A une station, un prêtre monte dans mon compartiment. Il est bien étonné d’y trouver un Européen ne connaissant pas dix mots de russe[1]. Il ne sait pas le français, mais il est si éloquent, sa mimique est si persuasive que je comprends les propos qu’il me tient. Voici en substance ce qu’il me dit :
[1] C’est à cela que se monte à peu près mon bagage. Pour l’instant il me suffit. A Méched, comme la fille du prince Dabija, mon hôte, avait l’amabilité de s’effrayer de me voir partir pour un si long voyage dans une partie reculée de son pays sans en connaître la langue, je lui demandai de m’apprendre les quelques mots indispensables pour vivre.
— Comment dit-on bouillon ? dis-je.
— Bouillôn.
— Et bifteck ?
— Bifteck.
— Et vin ?
— Vino.
— Il ne m’en faut pas davantage, m’écriai-je.
Et je partis.
— Vous êtes Français. Vous habitez le plus beau pays du monde. Il y a chez vous des villes populeuses et magnifiques, des champs, des forêts et des fleuves, et vous traversez un monde entier pour venir dans ce désert affreux qui n’est que sable, poussière, chaleur. A-t-on jamais vu un original pareil ?
Et mon brave prêtre éclate d’un rire sonore qui le renverse sur les coussins de velours rouge.

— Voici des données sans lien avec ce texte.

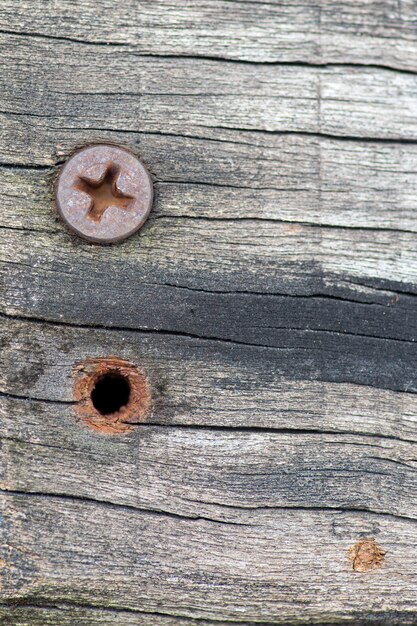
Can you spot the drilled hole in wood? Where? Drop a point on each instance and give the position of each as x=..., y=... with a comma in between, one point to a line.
x=110, y=393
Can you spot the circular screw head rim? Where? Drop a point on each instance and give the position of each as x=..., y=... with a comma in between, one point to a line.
x=104, y=193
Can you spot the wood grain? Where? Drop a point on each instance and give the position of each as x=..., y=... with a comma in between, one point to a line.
x=270, y=300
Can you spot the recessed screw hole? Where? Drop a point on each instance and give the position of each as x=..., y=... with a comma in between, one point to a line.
x=111, y=392
x=104, y=193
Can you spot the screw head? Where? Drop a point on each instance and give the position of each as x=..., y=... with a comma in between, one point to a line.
x=104, y=193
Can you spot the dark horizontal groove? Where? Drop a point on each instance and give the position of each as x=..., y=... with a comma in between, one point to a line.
x=275, y=63
x=34, y=35
x=153, y=512
x=13, y=396
x=254, y=219
x=306, y=133
x=43, y=604
x=274, y=431
x=266, y=294
x=113, y=505
x=133, y=49
x=186, y=335
x=20, y=166
x=315, y=509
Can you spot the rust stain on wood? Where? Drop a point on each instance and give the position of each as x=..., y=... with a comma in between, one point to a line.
x=366, y=555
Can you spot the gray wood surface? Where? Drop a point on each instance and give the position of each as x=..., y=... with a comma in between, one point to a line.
x=270, y=299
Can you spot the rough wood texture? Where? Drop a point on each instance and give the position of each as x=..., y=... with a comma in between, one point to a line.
x=270, y=299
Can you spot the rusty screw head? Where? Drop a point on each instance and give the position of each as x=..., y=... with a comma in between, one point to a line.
x=104, y=193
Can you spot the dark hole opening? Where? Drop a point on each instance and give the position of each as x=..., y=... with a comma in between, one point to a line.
x=111, y=393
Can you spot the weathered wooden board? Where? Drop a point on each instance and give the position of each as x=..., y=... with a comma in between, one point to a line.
x=314, y=32
x=270, y=299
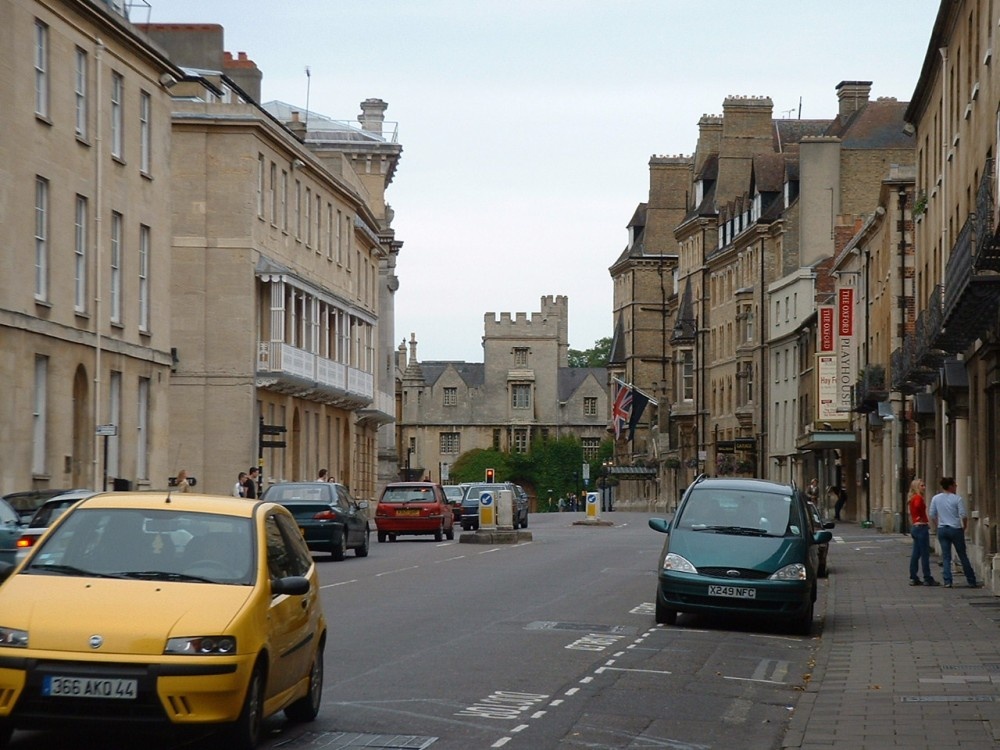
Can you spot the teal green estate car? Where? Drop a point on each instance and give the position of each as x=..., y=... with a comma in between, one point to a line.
x=739, y=546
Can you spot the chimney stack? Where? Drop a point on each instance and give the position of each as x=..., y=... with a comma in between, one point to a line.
x=372, y=115
x=853, y=95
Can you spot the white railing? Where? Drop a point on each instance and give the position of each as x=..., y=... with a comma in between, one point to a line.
x=280, y=358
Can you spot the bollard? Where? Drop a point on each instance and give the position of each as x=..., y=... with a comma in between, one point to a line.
x=487, y=511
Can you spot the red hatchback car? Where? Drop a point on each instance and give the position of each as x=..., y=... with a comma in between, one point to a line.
x=414, y=508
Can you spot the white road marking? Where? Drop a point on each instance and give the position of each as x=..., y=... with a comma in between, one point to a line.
x=342, y=583
x=398, y=570
x=600, y=670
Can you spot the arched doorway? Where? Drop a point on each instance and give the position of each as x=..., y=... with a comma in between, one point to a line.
x=83, y=468
x=295, y=446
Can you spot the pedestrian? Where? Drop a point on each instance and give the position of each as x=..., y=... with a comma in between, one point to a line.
x=921, y=535
x=812, y=491
x=250, y=486
x=839, y=497
x=950, y=520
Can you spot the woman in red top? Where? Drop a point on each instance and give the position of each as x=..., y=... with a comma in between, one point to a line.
x=920, y=532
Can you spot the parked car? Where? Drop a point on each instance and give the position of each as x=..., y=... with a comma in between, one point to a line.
x=454, y=494
x=414, y=508
x=330, y=519
x=28, y=501
x=45, y=517
x=10, y=532
x=470, y=504
x=823, y=549
x=149, y=609
x=739, y=546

A Gheok-Tépé, halte un peu plus longue. Gheok-Tépé a été le lieu d’un combat célèbre entre Russes et Turcomans en 1881. Cette bataille est d’autant plus réputée qu’il y a eu fort peu de faits d’armes dans la conquête de l’Asie par les Russes, laquelle a été opérée par des moyens plus subtils et intelligents que le canon. Skobelef commandait les Russes à Gheok-Tépé. Les murs en terre battue de l’aoul des Turcomans sont encore debout. Skobelef fit creuser une mine sous un point des murailles, y attira les défenseurs par une attaque simulée. La mine éclata et envoya dans les airs les corps et, jusqu’au ciel, les âmes des Turcomans morts pour leur patrie et pour leur foi.
Un petit musée proche de la station réunit les souvenirs de ce combat par lequel fut assurée la domination russe en Transcaspie et le train s’arrête une demi-heure pour laisser aux voyageurs le temps de le visiter. J’y trouve quatre murs nus. Le musée a été vidé au bénéfice de l’exposition d’été à Tachkend. Il reste quelques photographies et sur l’une d’entre elles on voit un mécréant de Turcoman prêt à égorger un magnifique officier orthodoxe qui, à la demande du photographe, ne bouge pas.
Nous arrivons à Askhabad vers trois heures avec beaucoup de retard dû au vent qui a soufflé avec furie dans le désert pendant la nuit. Parfois il entasse le sable sur la ligne et arrête la locomotive. En automne et au printemps, c’est l’eau des pluies ; en hiver, la glace, qui sont chargées de bloquer la voie. Ainsi le beau et le mauvais temps et toutes les saisons conspirent pour retarder les trains sur le chemin de fer de Transcaspie.
Askhabad, ville neuve, siège du gouvernement de Transcaspie, est, pour le voyageur qui passe, dénuée d’agrément.